By lowering cholesterol and inflammation, the drug may prevent the formation of new plaques, said Hollywood, although additional studies are needed to confirm this potential benefit.

“Overall, the study provides promising evidence for the potential of lerodalcibep in cardiovascular disease treatment,” she said.

In a year-long clinical trial, participants were randomly assigned to receive either the PCSK9 inhibitor lerodalcibep or a non-acting placebo. People in the study were unable to lower their LDL cholesterol, or bad cholesterol, using statins.
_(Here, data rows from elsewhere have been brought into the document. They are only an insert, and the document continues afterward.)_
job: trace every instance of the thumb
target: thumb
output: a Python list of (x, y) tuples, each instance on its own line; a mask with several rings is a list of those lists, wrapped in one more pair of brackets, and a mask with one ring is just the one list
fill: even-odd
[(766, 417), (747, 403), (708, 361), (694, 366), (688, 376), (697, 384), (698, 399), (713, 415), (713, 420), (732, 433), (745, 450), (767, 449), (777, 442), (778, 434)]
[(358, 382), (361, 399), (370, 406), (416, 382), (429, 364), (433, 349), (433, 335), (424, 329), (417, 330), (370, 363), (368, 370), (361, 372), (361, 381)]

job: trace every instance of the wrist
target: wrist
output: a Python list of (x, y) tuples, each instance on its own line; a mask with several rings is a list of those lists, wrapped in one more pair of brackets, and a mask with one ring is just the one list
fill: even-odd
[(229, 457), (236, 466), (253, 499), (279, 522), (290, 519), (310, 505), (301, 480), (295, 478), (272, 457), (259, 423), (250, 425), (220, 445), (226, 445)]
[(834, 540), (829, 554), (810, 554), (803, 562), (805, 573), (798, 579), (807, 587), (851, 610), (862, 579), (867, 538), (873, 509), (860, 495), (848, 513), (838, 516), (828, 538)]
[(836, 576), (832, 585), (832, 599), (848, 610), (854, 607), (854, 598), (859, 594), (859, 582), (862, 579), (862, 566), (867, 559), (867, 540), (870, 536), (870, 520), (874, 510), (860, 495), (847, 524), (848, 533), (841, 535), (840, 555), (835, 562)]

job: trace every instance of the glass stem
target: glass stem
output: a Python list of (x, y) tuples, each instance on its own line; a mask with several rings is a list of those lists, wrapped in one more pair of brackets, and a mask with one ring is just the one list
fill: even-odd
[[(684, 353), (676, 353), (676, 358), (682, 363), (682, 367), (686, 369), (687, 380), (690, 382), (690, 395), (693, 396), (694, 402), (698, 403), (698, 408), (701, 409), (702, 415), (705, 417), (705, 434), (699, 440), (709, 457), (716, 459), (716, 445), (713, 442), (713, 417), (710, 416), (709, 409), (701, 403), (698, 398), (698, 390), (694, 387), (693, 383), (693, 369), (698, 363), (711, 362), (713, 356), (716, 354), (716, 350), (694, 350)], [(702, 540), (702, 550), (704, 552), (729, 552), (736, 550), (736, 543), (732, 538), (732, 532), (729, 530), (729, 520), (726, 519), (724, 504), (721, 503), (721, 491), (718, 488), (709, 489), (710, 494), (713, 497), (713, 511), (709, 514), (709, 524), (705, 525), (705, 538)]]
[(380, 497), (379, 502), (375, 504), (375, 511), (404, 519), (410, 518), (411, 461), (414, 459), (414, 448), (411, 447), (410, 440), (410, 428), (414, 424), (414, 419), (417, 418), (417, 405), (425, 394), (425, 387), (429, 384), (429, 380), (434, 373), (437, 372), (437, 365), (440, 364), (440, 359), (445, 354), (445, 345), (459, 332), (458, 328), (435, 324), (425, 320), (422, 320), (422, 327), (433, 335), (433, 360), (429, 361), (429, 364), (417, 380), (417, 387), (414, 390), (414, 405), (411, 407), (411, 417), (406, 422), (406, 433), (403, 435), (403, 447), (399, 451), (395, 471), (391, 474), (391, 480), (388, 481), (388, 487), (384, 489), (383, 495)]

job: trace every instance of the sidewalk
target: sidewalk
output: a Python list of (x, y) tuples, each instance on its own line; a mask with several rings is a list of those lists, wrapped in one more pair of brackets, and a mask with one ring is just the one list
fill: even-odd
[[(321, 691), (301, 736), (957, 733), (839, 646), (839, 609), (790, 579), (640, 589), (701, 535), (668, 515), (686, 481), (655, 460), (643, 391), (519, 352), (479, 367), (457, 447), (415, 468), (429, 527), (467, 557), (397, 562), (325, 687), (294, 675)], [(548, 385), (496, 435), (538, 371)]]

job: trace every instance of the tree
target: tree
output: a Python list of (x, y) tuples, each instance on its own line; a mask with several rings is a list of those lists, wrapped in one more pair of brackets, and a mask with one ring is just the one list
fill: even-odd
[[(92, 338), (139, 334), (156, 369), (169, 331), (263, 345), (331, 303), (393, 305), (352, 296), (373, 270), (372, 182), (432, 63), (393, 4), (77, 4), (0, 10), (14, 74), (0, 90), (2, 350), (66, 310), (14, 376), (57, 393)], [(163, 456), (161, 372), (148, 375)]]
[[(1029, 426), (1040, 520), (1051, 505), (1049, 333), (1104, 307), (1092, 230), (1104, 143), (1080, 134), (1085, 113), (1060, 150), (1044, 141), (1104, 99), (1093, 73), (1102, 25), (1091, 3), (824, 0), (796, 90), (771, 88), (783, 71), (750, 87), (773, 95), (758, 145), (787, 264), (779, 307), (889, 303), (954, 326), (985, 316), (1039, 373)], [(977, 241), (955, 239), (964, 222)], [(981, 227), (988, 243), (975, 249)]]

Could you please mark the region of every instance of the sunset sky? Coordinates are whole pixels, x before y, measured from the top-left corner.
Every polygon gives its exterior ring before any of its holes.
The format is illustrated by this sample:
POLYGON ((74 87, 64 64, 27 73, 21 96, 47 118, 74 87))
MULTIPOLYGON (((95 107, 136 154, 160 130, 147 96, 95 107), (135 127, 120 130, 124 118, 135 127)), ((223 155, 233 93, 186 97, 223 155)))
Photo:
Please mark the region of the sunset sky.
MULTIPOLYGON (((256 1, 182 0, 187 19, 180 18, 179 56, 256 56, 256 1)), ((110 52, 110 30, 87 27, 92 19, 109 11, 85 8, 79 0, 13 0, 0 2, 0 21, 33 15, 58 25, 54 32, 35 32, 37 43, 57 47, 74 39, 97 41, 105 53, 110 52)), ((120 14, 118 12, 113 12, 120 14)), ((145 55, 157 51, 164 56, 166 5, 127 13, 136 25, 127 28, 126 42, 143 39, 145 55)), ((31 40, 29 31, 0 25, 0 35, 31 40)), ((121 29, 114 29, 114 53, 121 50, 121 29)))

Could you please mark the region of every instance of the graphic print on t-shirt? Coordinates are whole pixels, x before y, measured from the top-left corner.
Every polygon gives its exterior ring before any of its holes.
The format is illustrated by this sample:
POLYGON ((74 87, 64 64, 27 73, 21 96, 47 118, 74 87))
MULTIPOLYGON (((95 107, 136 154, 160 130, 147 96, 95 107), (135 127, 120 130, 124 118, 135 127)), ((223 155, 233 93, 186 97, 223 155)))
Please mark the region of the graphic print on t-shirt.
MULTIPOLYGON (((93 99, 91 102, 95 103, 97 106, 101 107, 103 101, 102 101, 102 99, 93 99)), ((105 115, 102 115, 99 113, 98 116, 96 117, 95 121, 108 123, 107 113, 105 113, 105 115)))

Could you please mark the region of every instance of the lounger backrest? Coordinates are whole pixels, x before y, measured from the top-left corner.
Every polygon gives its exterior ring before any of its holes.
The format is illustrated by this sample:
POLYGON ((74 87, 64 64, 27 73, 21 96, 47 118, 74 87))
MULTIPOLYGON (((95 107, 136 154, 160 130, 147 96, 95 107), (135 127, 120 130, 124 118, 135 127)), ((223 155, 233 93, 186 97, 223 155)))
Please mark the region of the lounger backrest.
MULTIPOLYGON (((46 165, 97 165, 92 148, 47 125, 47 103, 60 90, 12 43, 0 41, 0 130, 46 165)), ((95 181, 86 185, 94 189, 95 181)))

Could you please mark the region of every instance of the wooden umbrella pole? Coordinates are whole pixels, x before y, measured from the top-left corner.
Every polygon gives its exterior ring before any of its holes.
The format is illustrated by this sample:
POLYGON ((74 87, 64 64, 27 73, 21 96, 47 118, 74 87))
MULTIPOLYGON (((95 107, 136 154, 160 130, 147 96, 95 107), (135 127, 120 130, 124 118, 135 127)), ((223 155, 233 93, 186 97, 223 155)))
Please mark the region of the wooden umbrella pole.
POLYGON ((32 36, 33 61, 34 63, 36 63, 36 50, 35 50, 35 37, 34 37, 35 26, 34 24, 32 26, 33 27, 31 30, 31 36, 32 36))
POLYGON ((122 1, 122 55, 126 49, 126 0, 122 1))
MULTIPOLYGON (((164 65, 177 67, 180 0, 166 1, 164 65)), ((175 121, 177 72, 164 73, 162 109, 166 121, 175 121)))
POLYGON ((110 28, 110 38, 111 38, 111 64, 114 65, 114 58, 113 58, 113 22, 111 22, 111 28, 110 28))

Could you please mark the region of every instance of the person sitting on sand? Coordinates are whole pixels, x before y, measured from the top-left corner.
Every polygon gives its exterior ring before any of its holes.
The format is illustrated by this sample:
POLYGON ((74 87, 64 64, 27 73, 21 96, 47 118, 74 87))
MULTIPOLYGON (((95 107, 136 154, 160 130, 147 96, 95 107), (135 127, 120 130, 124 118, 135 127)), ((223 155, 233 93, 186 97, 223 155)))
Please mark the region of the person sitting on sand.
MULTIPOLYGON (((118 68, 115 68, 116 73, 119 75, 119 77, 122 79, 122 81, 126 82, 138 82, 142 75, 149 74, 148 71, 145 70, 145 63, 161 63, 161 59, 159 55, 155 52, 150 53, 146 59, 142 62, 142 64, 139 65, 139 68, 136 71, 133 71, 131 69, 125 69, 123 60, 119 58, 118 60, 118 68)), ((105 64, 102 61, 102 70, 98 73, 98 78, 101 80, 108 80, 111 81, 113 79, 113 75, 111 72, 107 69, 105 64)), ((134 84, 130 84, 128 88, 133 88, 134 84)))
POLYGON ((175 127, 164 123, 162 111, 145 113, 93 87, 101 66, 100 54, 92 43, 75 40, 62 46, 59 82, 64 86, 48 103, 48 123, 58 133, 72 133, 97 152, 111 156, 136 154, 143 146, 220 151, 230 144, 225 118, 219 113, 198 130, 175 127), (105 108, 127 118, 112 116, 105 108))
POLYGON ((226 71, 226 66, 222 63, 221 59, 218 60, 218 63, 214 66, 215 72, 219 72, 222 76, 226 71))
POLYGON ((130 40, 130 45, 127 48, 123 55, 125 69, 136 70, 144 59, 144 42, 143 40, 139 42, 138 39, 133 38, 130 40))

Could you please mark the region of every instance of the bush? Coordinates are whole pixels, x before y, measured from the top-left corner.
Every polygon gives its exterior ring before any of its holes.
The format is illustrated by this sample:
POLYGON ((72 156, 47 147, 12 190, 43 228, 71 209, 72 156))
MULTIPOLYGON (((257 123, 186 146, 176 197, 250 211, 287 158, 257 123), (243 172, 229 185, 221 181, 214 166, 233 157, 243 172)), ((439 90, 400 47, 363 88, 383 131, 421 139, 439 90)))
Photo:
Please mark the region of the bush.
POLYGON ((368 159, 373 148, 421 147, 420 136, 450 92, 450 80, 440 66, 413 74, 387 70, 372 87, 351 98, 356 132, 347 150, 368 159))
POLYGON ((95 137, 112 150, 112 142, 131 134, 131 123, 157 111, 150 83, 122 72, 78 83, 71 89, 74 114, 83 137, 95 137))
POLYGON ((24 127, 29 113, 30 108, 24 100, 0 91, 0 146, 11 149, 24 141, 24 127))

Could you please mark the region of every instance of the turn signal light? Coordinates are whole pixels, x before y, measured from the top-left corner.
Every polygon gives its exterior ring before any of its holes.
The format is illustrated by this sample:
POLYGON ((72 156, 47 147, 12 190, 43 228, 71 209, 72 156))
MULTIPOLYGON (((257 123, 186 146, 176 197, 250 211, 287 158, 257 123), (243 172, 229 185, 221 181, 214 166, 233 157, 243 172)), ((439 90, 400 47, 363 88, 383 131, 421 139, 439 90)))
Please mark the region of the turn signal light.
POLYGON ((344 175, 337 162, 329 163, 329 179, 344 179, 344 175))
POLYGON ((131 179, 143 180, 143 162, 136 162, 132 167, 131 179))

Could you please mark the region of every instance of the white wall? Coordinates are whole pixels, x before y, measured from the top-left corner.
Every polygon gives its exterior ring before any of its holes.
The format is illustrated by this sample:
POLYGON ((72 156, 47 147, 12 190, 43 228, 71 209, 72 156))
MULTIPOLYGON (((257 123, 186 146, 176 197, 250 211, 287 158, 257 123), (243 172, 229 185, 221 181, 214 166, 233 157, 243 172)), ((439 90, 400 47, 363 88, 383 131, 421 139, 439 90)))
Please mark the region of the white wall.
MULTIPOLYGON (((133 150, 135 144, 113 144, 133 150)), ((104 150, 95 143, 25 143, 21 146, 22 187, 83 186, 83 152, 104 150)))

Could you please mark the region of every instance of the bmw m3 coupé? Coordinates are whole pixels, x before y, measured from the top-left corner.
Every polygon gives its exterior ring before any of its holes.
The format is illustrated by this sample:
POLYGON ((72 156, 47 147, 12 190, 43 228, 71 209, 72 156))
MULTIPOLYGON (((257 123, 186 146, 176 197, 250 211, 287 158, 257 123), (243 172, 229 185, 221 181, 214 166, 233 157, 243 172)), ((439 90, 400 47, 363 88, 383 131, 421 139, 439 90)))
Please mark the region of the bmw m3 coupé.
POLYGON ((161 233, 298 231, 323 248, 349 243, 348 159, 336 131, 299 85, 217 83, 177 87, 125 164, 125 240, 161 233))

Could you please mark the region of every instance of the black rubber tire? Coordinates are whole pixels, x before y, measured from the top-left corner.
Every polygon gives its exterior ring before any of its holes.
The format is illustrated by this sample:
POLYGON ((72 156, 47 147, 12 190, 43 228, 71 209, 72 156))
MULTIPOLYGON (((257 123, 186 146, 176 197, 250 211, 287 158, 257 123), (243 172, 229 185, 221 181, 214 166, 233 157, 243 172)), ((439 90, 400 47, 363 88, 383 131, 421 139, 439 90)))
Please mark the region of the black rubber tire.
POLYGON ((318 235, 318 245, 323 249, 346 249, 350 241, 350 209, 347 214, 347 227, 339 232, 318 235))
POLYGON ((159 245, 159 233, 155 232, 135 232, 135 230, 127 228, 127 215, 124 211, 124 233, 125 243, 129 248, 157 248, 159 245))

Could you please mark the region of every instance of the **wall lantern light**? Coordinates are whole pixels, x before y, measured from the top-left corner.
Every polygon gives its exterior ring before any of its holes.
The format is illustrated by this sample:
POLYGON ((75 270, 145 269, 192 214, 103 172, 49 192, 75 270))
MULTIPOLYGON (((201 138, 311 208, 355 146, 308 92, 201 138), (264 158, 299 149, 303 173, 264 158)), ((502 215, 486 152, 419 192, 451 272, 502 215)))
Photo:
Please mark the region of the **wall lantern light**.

The majority of people who received lerodalcibep saw reductions in their LDL cholesterol of 50% or more, and met LDL cholesterol targets set by guidelines.

People who received lerodalcibep also saw reductions in triglycerides and other lipids linked to an increased risk of heart attack and stroke. Lerodalcibep was well tolerated, with similar adverse effects as placebo. The main side effects of the drug were those that occurred at the injection site.